Taiwanese entrepreneur

Steven Pan (Chinese: 潘思亮; pinyin: Sy Lian Pan) is a Taiwanese entrepreneur, hotel executive, and investor. He is the Chairman of Silks Hotel Group, a publicly listed hospitality company based in Taiwan.

A graduate of the University of California, Berkeley, and Columbia Business School, Pan is known for his role in the acquisition and subsequent strategic joint venture related to the Regent Hotels & Resorts brand.
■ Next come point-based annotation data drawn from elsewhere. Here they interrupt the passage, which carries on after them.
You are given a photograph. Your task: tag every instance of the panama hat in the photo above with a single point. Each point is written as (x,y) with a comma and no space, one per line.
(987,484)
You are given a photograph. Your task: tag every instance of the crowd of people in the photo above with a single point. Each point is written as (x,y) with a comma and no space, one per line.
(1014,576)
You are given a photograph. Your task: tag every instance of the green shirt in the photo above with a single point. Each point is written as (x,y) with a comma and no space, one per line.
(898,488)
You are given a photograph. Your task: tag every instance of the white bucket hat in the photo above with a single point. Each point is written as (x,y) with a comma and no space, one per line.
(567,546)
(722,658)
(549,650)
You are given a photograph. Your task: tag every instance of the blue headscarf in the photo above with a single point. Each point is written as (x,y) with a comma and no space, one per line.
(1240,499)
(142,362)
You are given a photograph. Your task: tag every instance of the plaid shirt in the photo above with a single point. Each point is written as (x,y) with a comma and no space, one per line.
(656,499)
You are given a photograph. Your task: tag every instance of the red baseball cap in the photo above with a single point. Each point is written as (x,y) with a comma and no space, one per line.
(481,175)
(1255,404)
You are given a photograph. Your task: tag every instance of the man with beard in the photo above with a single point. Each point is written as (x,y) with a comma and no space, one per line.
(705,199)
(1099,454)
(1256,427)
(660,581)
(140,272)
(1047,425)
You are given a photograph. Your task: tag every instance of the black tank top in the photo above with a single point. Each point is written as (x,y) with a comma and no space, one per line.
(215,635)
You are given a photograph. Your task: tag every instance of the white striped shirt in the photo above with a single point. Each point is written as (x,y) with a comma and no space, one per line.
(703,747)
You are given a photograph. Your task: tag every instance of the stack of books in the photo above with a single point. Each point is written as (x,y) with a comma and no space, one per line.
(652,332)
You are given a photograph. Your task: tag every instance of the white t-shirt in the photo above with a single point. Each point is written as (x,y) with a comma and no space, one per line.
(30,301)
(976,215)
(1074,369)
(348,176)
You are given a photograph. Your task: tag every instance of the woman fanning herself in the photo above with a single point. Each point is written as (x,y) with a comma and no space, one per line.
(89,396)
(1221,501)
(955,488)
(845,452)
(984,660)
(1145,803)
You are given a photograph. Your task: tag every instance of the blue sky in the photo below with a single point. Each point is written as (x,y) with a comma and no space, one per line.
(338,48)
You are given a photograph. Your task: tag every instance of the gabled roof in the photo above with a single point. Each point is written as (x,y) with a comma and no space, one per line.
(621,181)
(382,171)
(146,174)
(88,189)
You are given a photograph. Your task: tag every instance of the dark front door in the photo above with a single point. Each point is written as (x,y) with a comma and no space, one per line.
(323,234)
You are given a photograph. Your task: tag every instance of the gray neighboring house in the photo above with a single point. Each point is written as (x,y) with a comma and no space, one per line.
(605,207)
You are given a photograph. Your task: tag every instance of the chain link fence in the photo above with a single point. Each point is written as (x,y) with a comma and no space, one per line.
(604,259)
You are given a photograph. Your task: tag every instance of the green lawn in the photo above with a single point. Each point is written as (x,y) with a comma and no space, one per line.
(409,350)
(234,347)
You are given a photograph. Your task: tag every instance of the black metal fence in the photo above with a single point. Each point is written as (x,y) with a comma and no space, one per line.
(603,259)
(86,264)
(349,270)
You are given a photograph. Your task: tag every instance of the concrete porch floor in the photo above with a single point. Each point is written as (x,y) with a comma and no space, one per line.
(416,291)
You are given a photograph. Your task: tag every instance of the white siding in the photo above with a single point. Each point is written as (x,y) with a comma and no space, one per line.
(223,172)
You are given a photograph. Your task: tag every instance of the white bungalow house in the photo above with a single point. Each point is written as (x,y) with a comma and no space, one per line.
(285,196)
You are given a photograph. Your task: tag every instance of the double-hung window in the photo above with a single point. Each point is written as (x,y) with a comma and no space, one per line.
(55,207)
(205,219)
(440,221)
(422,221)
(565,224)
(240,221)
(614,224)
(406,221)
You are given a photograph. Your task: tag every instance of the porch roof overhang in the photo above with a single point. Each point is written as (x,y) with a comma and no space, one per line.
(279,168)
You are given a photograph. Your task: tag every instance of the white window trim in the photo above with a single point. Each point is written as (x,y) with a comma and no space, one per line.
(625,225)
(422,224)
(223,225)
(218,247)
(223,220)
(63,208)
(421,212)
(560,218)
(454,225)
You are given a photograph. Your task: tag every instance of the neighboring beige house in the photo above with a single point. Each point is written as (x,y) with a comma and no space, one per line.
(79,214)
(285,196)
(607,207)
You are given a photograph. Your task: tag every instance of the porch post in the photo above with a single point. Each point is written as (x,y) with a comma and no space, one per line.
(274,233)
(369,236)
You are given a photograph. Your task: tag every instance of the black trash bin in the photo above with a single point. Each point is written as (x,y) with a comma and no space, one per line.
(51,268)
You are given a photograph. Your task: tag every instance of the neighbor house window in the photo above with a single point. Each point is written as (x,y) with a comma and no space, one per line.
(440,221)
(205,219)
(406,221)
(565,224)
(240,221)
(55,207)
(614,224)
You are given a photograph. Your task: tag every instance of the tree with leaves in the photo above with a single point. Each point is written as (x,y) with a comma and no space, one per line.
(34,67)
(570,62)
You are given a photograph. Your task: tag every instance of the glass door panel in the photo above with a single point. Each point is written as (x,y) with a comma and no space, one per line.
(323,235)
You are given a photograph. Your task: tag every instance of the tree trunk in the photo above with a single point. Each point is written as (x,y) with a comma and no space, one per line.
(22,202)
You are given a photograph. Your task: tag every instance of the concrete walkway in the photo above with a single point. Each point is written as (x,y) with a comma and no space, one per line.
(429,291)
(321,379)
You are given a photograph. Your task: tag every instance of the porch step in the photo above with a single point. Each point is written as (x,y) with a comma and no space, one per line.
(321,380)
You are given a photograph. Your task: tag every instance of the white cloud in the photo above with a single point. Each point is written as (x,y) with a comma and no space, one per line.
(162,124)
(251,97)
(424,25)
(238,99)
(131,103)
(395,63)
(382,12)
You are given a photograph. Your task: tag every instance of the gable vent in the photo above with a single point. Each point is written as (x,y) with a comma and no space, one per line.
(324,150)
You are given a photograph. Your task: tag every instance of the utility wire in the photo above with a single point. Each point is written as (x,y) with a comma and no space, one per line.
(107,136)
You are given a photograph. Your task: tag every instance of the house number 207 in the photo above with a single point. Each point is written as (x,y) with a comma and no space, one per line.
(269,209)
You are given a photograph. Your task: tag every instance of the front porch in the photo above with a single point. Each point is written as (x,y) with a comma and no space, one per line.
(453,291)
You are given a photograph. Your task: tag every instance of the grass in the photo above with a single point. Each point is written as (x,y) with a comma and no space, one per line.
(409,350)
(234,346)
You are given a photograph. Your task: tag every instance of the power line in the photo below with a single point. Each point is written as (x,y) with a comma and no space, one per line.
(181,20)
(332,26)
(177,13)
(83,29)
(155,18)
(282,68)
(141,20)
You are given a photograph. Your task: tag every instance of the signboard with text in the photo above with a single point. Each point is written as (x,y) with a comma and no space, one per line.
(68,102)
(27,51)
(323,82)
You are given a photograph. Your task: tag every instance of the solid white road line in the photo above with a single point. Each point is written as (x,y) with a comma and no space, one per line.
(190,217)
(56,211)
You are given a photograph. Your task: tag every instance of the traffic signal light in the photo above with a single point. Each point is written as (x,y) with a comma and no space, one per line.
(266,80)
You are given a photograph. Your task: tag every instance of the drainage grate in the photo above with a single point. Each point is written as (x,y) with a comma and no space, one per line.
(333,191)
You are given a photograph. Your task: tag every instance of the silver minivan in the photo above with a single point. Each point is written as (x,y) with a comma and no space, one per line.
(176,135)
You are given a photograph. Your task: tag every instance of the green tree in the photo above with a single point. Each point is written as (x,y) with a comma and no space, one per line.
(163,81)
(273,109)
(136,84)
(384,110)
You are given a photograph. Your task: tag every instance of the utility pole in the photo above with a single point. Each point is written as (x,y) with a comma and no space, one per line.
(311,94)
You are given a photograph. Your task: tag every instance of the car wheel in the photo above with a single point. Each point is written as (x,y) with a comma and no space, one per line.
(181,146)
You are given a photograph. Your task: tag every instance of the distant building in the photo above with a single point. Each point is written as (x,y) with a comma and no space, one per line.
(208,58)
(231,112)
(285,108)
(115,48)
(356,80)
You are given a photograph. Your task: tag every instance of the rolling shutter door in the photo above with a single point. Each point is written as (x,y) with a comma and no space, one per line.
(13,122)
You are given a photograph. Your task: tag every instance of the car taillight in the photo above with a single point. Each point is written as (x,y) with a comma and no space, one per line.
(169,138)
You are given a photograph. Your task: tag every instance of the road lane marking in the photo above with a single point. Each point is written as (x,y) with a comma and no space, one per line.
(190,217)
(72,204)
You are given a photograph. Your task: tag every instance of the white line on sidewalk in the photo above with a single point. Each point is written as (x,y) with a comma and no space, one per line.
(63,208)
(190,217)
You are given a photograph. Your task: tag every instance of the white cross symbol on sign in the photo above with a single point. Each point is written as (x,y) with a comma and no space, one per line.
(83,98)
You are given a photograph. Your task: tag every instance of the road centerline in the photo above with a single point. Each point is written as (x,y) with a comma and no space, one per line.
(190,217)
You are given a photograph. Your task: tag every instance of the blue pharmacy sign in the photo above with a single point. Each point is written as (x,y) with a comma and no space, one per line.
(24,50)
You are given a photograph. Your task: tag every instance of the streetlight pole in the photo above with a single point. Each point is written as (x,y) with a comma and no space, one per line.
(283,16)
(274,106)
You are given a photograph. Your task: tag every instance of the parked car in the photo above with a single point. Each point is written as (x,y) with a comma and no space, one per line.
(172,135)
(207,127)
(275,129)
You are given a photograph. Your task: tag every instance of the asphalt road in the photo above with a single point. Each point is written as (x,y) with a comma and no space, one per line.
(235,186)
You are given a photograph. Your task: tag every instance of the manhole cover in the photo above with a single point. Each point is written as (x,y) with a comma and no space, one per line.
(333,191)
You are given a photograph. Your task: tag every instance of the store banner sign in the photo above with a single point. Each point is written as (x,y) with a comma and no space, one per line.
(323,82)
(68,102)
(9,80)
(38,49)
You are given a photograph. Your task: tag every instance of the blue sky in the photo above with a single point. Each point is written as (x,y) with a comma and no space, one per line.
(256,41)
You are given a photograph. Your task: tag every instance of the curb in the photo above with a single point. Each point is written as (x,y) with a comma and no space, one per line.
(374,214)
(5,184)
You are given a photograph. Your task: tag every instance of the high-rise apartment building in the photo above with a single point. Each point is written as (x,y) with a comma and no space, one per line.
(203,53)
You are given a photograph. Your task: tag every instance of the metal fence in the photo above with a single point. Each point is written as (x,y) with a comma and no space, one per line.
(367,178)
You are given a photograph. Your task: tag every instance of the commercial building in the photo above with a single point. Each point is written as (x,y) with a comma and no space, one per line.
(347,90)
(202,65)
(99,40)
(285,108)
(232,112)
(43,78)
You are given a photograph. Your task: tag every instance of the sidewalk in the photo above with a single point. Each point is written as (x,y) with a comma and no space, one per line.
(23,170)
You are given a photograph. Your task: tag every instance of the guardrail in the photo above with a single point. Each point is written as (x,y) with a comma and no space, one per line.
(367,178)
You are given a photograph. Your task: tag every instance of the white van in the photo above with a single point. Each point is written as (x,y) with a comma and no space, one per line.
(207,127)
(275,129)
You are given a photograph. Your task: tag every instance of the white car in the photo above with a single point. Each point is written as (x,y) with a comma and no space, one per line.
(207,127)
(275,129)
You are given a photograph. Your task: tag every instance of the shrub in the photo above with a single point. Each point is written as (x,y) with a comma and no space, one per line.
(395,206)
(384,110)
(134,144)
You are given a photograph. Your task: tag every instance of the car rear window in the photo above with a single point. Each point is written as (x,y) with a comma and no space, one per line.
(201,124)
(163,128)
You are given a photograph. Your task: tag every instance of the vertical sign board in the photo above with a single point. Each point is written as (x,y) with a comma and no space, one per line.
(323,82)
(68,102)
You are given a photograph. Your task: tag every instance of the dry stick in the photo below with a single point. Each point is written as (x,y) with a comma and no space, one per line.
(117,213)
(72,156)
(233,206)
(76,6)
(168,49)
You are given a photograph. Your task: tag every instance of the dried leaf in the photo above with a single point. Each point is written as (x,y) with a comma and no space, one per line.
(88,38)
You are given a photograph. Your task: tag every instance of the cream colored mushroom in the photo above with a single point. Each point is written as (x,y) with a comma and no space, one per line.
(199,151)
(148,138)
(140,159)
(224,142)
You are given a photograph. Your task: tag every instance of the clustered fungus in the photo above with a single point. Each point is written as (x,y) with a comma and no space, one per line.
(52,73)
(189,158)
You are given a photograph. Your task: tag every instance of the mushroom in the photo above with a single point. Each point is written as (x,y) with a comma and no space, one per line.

== Early life and education ==
Pan was born in Kaohsiung, Taiwan, and later pursued his education in the United States. He earned a Bachelor of Science degree in economics from the University of California, Berkeley, in 1986. He then completed a Master of Business Administration (MBA) from Columbia Business School in 1988. Following his graduate studies, he began his career in finance, working in investment and corporate banking at First Boston Corporation in New York before returning to Asia.

== Career ==
In 1991, Pan joined Formosa International Hotels Corporation, the predecessor of Silks Hotel Group, and was appointed its President in 1992. In 2000, he acquired a majority shareholding in the company and became Chairman.

In 2010, Pan led the acquisition of the Regent Hotels & Resorts brand. The acquisition restored the brand's global management and operational rights to international ownership under the Silks Hotel Group.

In 2018, the Silks Hotel Group formed a strategic joint venture with the InterContinental Hotels Group (IHG) to manage the worldwide expansion of the Regent brand.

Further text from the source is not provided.